Stanford University computer scientist Jonathan Mayer released a study today further illuminating scope of this problem. He found that websites are widely sharing your log in name and personal information (like your first and last name and birthday). For example when you view a local ad on the Home Depot website, your first name and email address is sent to 13 additional companies. The site okcupid.com packages your gender, zip code and date of birth especially for advertisers. Advertisers then routinely combine this information into profiles on individual consumers.
Mayer’s research emphasizes that we are frequently individually identifiable on the web using a variety of techniques. This personal information is almost completely unregulated which raises some fundamental privacy questions. Should anyone have the right to know and sell to others the fact that you are overweight, or depressed , or gay? These are all commonplace occurrences with both marketers and social networking sites routinely making and selling these determinations.
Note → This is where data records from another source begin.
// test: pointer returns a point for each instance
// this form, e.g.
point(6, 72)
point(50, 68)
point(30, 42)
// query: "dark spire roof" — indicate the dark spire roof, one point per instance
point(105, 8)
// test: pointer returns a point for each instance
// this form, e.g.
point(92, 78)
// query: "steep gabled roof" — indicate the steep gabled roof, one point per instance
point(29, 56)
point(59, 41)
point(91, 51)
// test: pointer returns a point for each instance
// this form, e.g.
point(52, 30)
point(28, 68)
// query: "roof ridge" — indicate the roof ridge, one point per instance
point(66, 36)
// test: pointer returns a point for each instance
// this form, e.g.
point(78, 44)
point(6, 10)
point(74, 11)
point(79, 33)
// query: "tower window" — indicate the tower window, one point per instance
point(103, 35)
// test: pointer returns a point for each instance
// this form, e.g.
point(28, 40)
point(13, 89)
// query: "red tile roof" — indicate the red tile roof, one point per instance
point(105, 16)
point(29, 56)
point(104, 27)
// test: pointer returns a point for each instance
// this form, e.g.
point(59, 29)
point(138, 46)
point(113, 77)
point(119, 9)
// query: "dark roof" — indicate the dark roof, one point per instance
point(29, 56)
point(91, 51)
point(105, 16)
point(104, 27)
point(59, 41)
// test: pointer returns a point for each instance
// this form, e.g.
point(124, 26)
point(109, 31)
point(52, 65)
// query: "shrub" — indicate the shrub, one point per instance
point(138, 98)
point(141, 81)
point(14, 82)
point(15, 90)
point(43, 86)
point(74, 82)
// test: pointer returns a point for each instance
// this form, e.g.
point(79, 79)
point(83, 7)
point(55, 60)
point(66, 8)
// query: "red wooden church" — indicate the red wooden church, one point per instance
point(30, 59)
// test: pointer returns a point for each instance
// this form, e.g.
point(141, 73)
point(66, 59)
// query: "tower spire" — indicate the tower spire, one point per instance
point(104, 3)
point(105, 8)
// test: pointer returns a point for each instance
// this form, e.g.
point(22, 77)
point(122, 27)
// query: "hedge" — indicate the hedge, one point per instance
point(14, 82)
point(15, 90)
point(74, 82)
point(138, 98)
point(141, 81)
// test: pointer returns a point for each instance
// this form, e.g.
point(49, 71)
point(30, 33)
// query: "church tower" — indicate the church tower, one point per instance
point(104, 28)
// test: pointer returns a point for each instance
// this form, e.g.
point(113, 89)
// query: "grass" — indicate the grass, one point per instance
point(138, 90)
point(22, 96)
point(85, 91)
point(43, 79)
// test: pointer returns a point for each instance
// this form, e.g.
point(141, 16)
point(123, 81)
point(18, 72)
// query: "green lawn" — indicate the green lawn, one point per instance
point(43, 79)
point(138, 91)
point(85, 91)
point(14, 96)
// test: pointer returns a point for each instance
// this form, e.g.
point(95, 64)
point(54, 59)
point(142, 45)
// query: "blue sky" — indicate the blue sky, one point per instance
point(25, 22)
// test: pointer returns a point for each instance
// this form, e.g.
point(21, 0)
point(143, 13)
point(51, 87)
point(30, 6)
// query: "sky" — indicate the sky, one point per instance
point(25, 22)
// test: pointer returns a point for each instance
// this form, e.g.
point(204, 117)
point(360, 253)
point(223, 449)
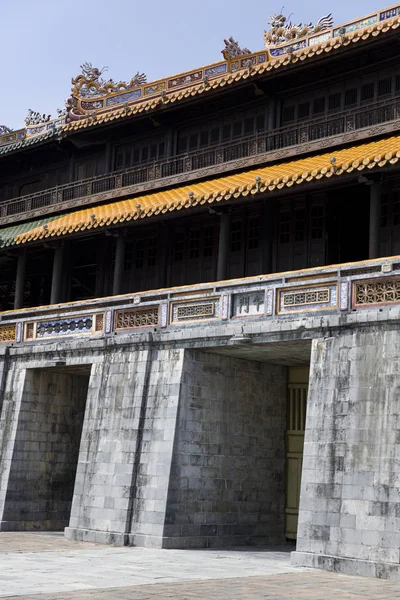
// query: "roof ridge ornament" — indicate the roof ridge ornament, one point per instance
point(36, 118)
point(89, 83)
point(233, 50)
point(282, 30)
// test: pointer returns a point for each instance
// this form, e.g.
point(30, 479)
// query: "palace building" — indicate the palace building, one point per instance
point(200, 303)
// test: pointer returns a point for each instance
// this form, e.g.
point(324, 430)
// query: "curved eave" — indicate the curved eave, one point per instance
point(356, 159)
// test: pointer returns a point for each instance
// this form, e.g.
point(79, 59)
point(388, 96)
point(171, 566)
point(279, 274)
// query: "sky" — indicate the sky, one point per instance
point(44, 42)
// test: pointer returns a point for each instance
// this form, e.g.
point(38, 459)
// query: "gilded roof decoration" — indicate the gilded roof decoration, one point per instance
point(241, 185)
point(283, 30)
point(35, 118)
point(90, 84)
point(233, 50)
point(95, 101)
Advertisers also sell this information to third parties, called data aggregators, who in turn sell it to other marketers, employers and, perhaps most chillingly, the government. As far back as 2001 data aggregation companies have had contracts with the federal government and states to collect and share personal information about millions of Americans, including unlisted cell phone numbers, insurance claims, driver’s license photographs, and credit reports. One company boasts it is:
“the silent partner to municipal, county, state, and federal justice agencies who access our databases every day to locate subjects, develop background information, secure information from a cellular or unlisted number, and much more.”
It’s not clear if the government is accessing our behavioral targeting information. However it is clearly housed in the same systems and with the same companies.
Perhaps most worrying of all is the larger system that’s being created. Behavioral targeting creates an economic incentive for tracking — better and better surveillance is rewarded with more and more ad revenue. Of course we have long been concerned with big brother spying on us but what if the danger is here is that lots of “little brothers” all with their own economic reasons for spying. The way the system is built right now, the government can just come along for the ride.
The ACLU believes at a minimum consumers should always be able to opt out of this type of tracking. That’s why we favor legislation by Senator Rockefeller that would create a “Do Not Track” mechanism allowing consumers to be legally protected from tracking if they so choose.